The TGA has reviewed the available clinical trial data, national and international postmarketing spontaneous adverse event data and published literature relating to modafinil adverse drug reactions to 1 October 2010. This review was initiated because of postmarket reports of serious skin, psychiatric, nervous system and cardiovascular adverse events.
The TGA concluded that:
Modafinil can improve the symptom of excessive sleepiness but does not treat the underlying cause. Therefore, when used to improve wakefulness in patients with obstructive sleep apnoea/hypopnoea syndrome, modafinil should only be used as an adjunct to CPAP.
Treatment with modafinil should be initiated and supervised by physicians with appropriate experience in the treatment of sleep disorders who have access to sleep laboratory diagnostic facilities. Modafinil is contraindicated in pregnancy.

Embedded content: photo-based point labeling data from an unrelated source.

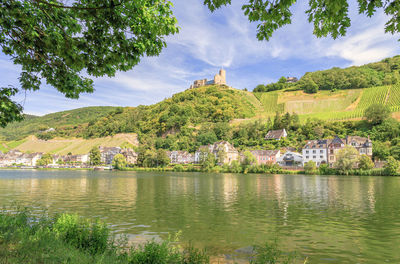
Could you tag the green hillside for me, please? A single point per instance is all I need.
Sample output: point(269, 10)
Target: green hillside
point(65, 122)
point(183, 111)
point(184, 120)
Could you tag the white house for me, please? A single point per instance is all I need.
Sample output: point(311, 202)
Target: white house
point(220, 147)
point(290, 158)
point(316, 150)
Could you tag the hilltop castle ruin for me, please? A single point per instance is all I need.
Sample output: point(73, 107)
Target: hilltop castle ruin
point(219, 78)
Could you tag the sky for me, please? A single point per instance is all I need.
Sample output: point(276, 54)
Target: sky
point(223, 39)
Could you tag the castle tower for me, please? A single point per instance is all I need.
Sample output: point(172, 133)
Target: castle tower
point(222, 73)
point(220, 77)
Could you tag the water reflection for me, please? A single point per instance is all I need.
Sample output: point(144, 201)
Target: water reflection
point(330, 219)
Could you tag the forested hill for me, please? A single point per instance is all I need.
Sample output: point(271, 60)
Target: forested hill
point(385, 72)
point(65, 122)
point(191, 113)
point(183, 110)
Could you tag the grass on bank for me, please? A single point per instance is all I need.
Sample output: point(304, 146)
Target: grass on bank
point(68, 238)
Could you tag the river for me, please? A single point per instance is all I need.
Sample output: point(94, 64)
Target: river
point(329, 219)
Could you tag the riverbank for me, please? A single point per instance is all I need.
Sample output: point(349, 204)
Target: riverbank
point(69, 238)
point(253, 169)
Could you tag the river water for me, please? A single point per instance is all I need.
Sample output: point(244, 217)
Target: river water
point(329, 219)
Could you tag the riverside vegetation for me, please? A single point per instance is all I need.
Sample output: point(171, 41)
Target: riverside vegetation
point(68, 238)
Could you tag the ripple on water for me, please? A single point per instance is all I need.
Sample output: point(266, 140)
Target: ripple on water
point(333, 219)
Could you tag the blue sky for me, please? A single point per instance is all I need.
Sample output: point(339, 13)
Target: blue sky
point(208, 41)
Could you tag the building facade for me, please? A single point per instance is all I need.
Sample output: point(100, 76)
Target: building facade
point(276, 134)
point(219, 78)
point(317, 151)
point(223, 151)
point(180, 157)
point(290, 159)
point(265, 156)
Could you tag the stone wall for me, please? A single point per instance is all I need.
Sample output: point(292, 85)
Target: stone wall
point(219, 78)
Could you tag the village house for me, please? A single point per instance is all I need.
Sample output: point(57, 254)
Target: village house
point(326, 150)
point(276, 134)
point(224, 152)
point(334, 146)
point(291, 79)
point(362, 144)
point(290, 159)
point(79, 158)
point(265, 156)
point(10, 158)
point(130, 155)
point(107, 154)
point(28, 159)
point(180, 157)
point(316, 150)
point(219, 78)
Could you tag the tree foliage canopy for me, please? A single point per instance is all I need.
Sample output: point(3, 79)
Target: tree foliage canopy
point(64, 44)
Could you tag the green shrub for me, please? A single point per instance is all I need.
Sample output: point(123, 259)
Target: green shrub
point(178, 168)
point(82, 234)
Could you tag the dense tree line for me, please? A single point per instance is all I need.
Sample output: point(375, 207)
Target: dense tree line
point(385, 72)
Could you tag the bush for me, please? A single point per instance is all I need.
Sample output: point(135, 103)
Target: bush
point(70, 239)
point(310, 167)
point(391, 167)
point(178, 168)
point(82, 234)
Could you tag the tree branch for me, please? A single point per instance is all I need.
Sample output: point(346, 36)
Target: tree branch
point(77, 7)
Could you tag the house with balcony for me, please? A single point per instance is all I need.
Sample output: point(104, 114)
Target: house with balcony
point(317, 151)
point(265, 156)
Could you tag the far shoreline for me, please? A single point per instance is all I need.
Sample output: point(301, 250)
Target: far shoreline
point(171, 169)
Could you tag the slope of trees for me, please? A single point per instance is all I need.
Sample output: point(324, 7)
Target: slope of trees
point(385, 72)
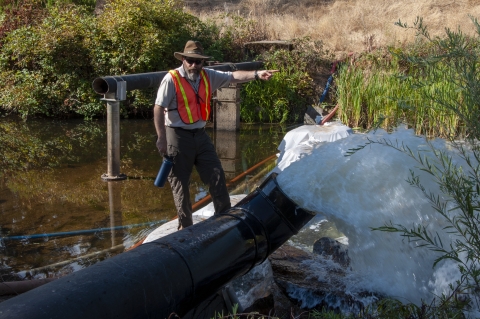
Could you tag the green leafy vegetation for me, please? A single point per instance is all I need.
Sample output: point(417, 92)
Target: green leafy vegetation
point(443, 74)
point(286, 96)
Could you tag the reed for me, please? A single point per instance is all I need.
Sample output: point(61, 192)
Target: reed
point(373, 95)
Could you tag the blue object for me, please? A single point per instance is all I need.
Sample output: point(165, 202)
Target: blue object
point(164, 171)
point(81, 232)
point(324, 94)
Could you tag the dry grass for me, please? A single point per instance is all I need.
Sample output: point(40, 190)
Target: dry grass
point(346, 25)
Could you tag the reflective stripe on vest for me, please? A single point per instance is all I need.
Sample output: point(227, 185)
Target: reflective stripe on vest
point(192, 106)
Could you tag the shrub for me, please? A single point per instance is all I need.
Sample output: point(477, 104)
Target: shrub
point(454, 58)
point(45, 69)
point(286, 96)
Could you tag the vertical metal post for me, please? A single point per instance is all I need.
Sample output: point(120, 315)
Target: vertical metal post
point(115, 203)
point(113, 133)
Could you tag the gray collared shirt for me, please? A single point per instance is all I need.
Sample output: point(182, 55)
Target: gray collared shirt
point(167, 98)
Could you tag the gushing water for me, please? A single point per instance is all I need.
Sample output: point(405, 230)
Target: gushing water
point(369, 189)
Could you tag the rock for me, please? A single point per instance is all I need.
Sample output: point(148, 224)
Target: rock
point(329, 247)
point(312, 281)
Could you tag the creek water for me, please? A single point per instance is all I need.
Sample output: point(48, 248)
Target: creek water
point(62, 216)
point(352, 194)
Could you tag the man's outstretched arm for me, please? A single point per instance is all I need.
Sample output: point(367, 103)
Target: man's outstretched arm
point(245, 76)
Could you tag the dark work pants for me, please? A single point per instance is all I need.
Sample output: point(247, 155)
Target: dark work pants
point(194, 148)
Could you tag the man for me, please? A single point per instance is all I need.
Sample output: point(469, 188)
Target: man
point(181, 110)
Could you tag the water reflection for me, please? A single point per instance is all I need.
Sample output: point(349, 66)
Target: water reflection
point(55, 186)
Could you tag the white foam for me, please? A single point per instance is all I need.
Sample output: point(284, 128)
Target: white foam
point(369, 189)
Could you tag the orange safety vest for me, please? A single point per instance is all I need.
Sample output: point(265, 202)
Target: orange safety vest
point(191, 106)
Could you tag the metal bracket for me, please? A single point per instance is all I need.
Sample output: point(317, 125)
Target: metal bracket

The effectiveness of oral contraceptives may be impaired due to the induction of the metabolising enzyme cytochrome P450 3A4. Evaluate cardiovascular, psychiatric and substance abuse status before starting modafinil and monitor patients regularly for skinreactions, cardiovascular disease, psychiatric illness and signs of modafinil abuse. Start with the lowest recommended dose and monitor the patient at every dose adjustment. The updated Product Information for modafinil can be accessed from the TGA website (www.tga.gov.au).